Evaluate your app’s performance before deploying it to production. Test your app offline with historical data or a custom dataset. Discover the testing results in the phospho dashboard.

Overview

The testing framework supports two types of testing:

  • Backtesting: Backtesting uses the logged phospho data to evaluate your app’s performance. This is great to quickly have representative data to test with.
  • Dataset: Dataset testing allows testing with a custom dataset, providing more control over input scenarios. It’s also useful when you don’t have a lot of historical data.

The output of the test is a report in the phospho dashboard. To set up what’s in the report, you can specify the metrics you want to evaluate. The two main metrics supported by the module are:

  • Evaluate: Evaluates the output of the app as success or failure based on the provided inputs (this is the same as phospho evaluation)
  • Compare: Compares the current output of the app with a reference output

Getting Started

Testing is meant to feel like running unit tests in your codebase.

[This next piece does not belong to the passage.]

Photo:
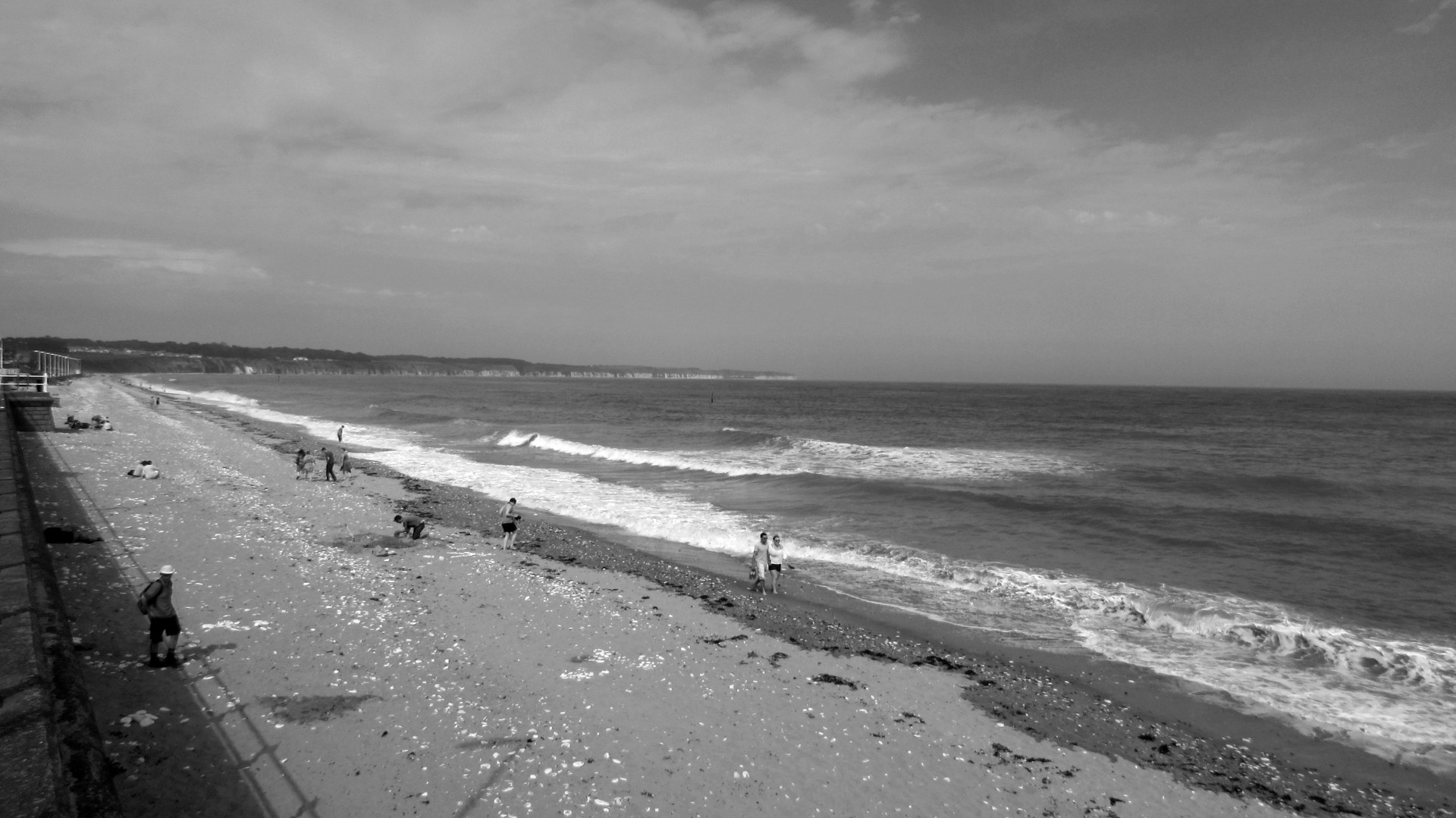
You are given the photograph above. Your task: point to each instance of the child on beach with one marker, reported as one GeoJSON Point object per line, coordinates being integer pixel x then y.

A good practice is to run the tests before deploying your app to production, for example in the CI/CD pipeline.

1

The easiest way to get started is to use the phospho Python module.

pip install --upgrade phospho
2

In your project code repository, create a new file called phospho_testing.py. This file will contain the test cases for your app.

3

The test cases are defined in phospho_testing.py as functions with the @phospho_test.test decorator.

phospho_testing.py
import phospho
from typing import Dict, List

# Create a new test setup
phospho_test = phospho.PhosphoTest()

# Define the test cases
@phospho_test.test(
    source_loader="backtest",
    source_loader_params={"sample_size": 10},
    metrics=["evaluate", "compare"],
)
def test_my_agent(messages: List[Dict[str, str]]):
    # Here, call your agent
    # new_ouput = call_my_agent(messages)
    # We will just return a str for now
    return "The response from the agent"

# Run the test
phospho_test.run(executor_type="parallel")
4

Run the tests with the following command:

python phospho_testing.py
5

Discover the test report in the Test tab in the phospho dashboard.

Customize your tests with more options

Read the full guide about testing in Python

View the report

The report can be viewed in the phospho dashboard. To view the report, go to the phospho dashboard and click on the Tests tab.